Presidente do INSS pede demissão do cargo

INSS está no centro das atenções por conta da extensa fila de beneficiários que não conseguem a liberação de seus direitos

Renato Vieira se demitiu da presidência do INSS. Foto: Valter Campanato/Agência Brasil

Renato Vieira se demitiu da presidência do INSS. Foto: Valter Campanato/Agência Brasil

Política

O secretário especial da Previdência e Trabalho, Rogério Marinho, anunciou, na tarde desta terça-feira 28, a saída do presidente do Instituto Nacional do Seguro Social (INSS), Renato Rodrigues Vieira, que estava no cargo há um ano. Nos últimos dias, o órgão esteve no centro das atenções por conta da extensa fila de beneficiários que não conseguem a liberação de seus direitos.

A saída de Renato Vieira ocorreu por motivos particulares e não faltou apoio do governo para que ele permanecesse no posto, disse Marinho. Segundo ele, o governo deve oficializar a demissão na quarta-feira 29. No mesmo dia, já deve haver a indicação do substituto de Vieira. Quem assume o cargo agora é o secretário de Previdência Leonardo Rolim.

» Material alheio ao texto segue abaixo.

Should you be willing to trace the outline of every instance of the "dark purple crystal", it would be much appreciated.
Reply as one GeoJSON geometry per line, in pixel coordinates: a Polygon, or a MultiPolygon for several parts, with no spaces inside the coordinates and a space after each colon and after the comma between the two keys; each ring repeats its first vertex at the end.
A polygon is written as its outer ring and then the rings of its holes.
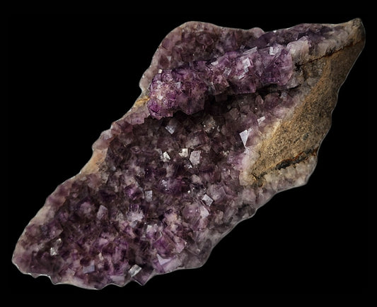
{"type": "MultiPolygon", "coordinates": [[[[49,196],[13,263],[33,276],[90,289],[144,284],[201,266],[240,221],[306,182],[328,126],[317,136],[291,124],[287,133],[298,136],[288,144],[276,131],[300,108],[314,116],[314,107],[303,106],[325,63],[312,62],[359,44],[361,29],[355,20],[267,33],[202,23],[172,31],[135,106],[101,134],[81,172],[49,196]],[[308,148],[296,150],[301,142],[308,148]],[[265,148],[284,159],[266,162],[265,148]],[[263,171],[252,169],[257,161],[263,171]]],[[[325,118],[320,111],[310,121],[325,118]]]]}

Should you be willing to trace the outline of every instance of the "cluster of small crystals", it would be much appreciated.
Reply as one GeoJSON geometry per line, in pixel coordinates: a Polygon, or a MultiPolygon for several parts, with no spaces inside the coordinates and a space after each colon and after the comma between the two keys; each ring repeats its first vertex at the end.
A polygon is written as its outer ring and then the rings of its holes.
{"type": "Polygon", "coordinates": [[[284,85],[292,75],[292,65],[286,48],[275,44],[161,69],[149,87],[148,109],[157,119],[171,116],[177,110],[192,114],[203,109],[208,96],[221,100],[272,84],[284,85]]]}
{"type": "MultiPolygon", "coordinates": [[[[328,32],[313,27],[252,30],[249,39],[235,32],[222,46],[237,50],[185,64],[179,54],[161,66],[150,87],[151,116],[126,116],[116,136],[97,143],[107,148],[100,171],[69,180],[50,197],[54,216],[26,227],[21,244],[33,251],[19,265],[56,283],[97,289],[202,265],[274,193],[245,188],[240,172],[266,127],[298,103],[291,56],[307,56],[328,32]],[[231,41],[237,37],[245,45],[231,41]],[[180,66],[169,67],[175,58],[180,66]]],[[[211,35],[196,46],[216,45],[211,35]]]]}
{"type": "Polygon", "coordinates": [[[240,95],[208,101],[190,116],[118,121],[123,133],[108,148],[106,181],[94,174],[74,181],[54,219],[30,231],[30,241],[44,242],[33,266],[54,282],[71,274],[101,288],[200,265],[264,200],[257,199],[262,191],[240,185],[239,169],[279,102],[291,103],[283,96],[240,95]]]}

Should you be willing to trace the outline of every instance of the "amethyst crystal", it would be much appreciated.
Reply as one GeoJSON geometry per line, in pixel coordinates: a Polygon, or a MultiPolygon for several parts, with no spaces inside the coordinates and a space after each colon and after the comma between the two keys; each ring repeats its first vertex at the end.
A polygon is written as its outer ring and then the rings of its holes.
{"type": "Polygon", "coordinates": [[[359,19],[173,30],[134,107],[47,198],[13,263],[88,289],[201,266],[239,222],[307,182],[364,44],[359,19]]]}

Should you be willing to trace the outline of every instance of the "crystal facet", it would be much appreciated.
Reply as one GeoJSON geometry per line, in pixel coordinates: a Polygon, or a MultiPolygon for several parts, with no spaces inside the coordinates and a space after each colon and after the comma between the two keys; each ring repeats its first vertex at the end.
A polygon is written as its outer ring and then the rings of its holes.
{"type": "Polygon", "coordinates": [[[359,19],[173,30],[134,107],[47,198],[13,263],[87,289],[201,266],[240,221],[307,182],[364,44],[359,19]]]}

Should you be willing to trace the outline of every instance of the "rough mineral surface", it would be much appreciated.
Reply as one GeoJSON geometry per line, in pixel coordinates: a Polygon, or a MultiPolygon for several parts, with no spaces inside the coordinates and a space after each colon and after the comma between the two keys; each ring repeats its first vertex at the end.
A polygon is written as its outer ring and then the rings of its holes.
{"type": "Polygon", "coordinates": [[[134,107],[47,198],[13,263],[88,289],[201,266],[237,223],[307,181],[364,44],[359,19],[173,30],[134,107]]]}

“A ideia é que não haja descontinuidade no trabalho que se iniciou em janeiro do ano passado e que, pelo contrário, nós temos uma oxigenação nesse processo, um empenho cada vez maior dos funcionários do nosso corpo técnico para que os problemas que eventualmente existem possam ser solucionados no menor espaço de tempo possível”, afirmou.

Marinho informou ainda que o governo adotará uma nova estratégia para reduzir a fila de espera por benefícios do INSS. Segundo ele, haverá uma edição de uma Medida Provisória em até uma semana para autorizar a contratação de servidores aposentados.

 

Atualmente, a fila de espera é de 1,3 milhão de solicitações de benefício que ficaram sem análise, mesmo após o prazo legal de 45 dias ter sido ultrapassado. Em 14 de janeiro, o governo anunciou um conjunto de medidas para diminuir a demanda, como a seleção de 7 mil militares da reserva, a restrição de cessões de servidores a outros órgãos e a simplificação da burocracia.

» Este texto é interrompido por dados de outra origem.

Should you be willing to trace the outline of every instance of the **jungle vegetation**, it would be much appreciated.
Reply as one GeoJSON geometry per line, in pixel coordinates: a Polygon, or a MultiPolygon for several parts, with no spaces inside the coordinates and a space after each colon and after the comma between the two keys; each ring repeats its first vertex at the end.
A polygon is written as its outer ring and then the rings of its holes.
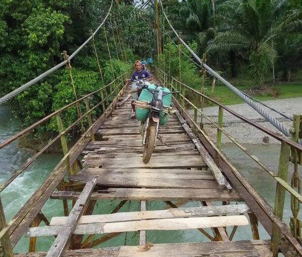
{"type": "MultiPolygon", "coordinates": [[[[3,0],[0,2],[0,95],[19,87],[62,61],[95,29],[108,11],[106,0],[3,0]]],[[[302,66],[302,6],[299,0],[165,0],[169,19],[199,57],[231,80],[248,80],[257,89],[267,82],[291,81],[302,66]],[[274,77],[273,79],[273,73],[274,77]]],[[[104,84],[133,68],[133,61],[152,56],[165,70],[179,74],[179,48],[159,10],[163,53],[157,58],[152,1],[143,9],[132,0],[114,3],[105,28],[95,36],[104,84]],[[117,41],[115,48],[113,31],[117,41]],[[120,42],[118,42],[117,36],[120,42]],[[117,54],[116,54],[117,53],[117,54]]],[[[78,95],[103,84],[91,44],[72,62],[78,95]]],[[[182,80],[200,87],[200,68],[184,54],[182,80]]],[[[10,104],[23,126],[33,124],[74,100],[68,71],[61,69],[19,95],[10,104]]],[[[98,99],[96,98],[95,101],[98,99]]],[[[75,109],[64,117],[69,124],[75,109]]],[[[57,130],[51,121],[38,132],[57,130]]]]}

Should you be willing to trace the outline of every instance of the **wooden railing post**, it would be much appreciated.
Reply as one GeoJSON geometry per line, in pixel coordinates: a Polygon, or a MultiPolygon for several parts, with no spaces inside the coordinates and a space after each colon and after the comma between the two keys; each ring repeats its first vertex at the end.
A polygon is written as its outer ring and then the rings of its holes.
{"type": "MultiPolygon", "coordinates": [[[[294,114],[293,119],[293,129],[292,129],[291,139],[294,142],[297,142],[299,138],[299,134],[302,131],[302,128],[300,128],[300,124],[302,116],[294,114]]],[[[291,186],[293,189],[296,189],[299,193],[300,193],[301,190],[301,180],[299,173],[298,172],[298,164],[299,164],[299,156],[297,151],[292,148],[292,155],[291,161],[294,163],[294,172],[292,176],[291,186]]],[[[300,160],[301,161],[302,160],[300,160]]],[[[300,202],[295,197],[293,194],[291,194],[291,209],[293,214],[293,217],[291,217],[289,224],[292,234],[298,241],[300,241],[302,237],[301,231],[301,222],[298,219],[299,212],[300,211],[300,202]]]]}
{"type": "MultiPolygon", "coordinates": [[[[61,113],[58,113],[56,115],[57,118],[57,124],[58,125],[58,128],[59,128],[59,132],[62,133],[64,128],[62,121],[62,118],[61,118],[61,113]]],[[[67,141],[66,141],[66,137],[65,134],[62,135],[60,137],[61,139],[61,144],[62,145],[62,149],[63,150],[63,154],[64,156],[68,153],[68,147],[67,146],[67,141]]],[[[70,164],[69,163],[69,157],[66,158],[66,168],[67,169],[67,172],[69,176],[72,175],[71,168],[70,167],[70,164]]]]}
{"type": "MultiPolygon", "coordinates": [[[[202,63],[205,63],[205,54],[202,55],[202,63]]],[[[201,94],[204,94],[204,76],[205,75],[205,69],[202,69],[201,70],[202,74],[201,75],[201,87],[200,88],[200,93],[201,94]]],[[[203,102],[204,101],[204,98],[202,96],[200,96],[200,103],[201,104],[201,112],[203,111],[203,102]]],[[[202,122],[202,115],[200,115],[200,128],[203,128],[203,123],[202,122]]]]}
{"type": "MultiPolygon", "coordinates": [[[[284,181],[286,181],[287,179],[290,153],[290,147],[284,141],[282,142],[279,158],[278,176],[284,181]]],[[[274,214],[281,220],[283,217],[285,196],[285,189],[282,185],[277,182],[276,188],[276,195],[275,196],[274,214]]],[[[281,238],[280,234],[280,228],[276,223],[273,222],[271,249],[274,257],[277,257],[279,253],[279,244],[281,238]]]]}
{"type": "Polygon", "coordinates": [[[104,90],[101,91],[101,98],[102,99],[102,106],[103,106],[103,112],[104,113],[106,109],[106,104],[105,103],[105,97],[104,96],[104,90]]]}
{"type": "MultiPolygon", "coordinates": [[[[218,109],[218,127],[221,129],[223,126],[223,117],[224,116],[224,109],[221,106],[219,106],[218,109]]],[[[217,128],[217,134],[216,135],[216,146],[219,150],[221,148],[221,130],[217,128]]]]}
{"type": "MultiPolygon", "coordinates": [[[[198,95],[197,94],[195,94],[195,106],[197,106],[197,99],[198,99],[198,95]]],[[[197,123],[197,110],[196,109],[194,108],[194,121],[197,123]]]]}
{"type": "MultiPolygon", "coordinates": [[[[89,102],[88,101],[88,98],[86,97],[85,98],[85,100],[84,100],[84,101],[85,102],[85,106],[86,107],[86,112],[89,112],[90,108],[89,107],[89,102]]],[[[91,121],[91,113],[90,112],[89,112],[87,115],[87,119],[88,120],[88,127],[90,128],[90,127],[91,127],[91,125],[92,125],[92,122],[91,121]]],[[[90,129],[90,138],[91,138],[91,140],[92,142],[93,142],[94,141],[95,141],[94,140],[94,135],[93,134],[93,132],[92,131],[92,128],[90,129]]]]}
{"type": "MultiPolygon", "coordinates": [[[[6,226],[5,216],[1,201],[1,198],[0,198],[0,230],[6,226]]],[[[14,254],[12,252],[11,243],[7,232],[6,232],[0,239],[0,242],[1,243],[3,257],[13,257],[14,254]]]]}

A ideia de reforçar o atendimento com militares era liberar os servidores para se dedicarem à análise dos requerimentos. No entanto, em 23 de janeiro, o Tribunal de Contas da União (TCU) apontou inconstitucionalidade em restringir a possibilidade de contratação aos militares, pois, segundo o órgão, a medida criaria “reserva de mercado”.

Dos 7 mil servidores do INSS que se aposentaram em 2019, 1,5 mil trabalhavam como concessores de benefícios e estariam aptos para o reforço. O governo deve publicar um edital de seleção para interessados, segundo Marinho.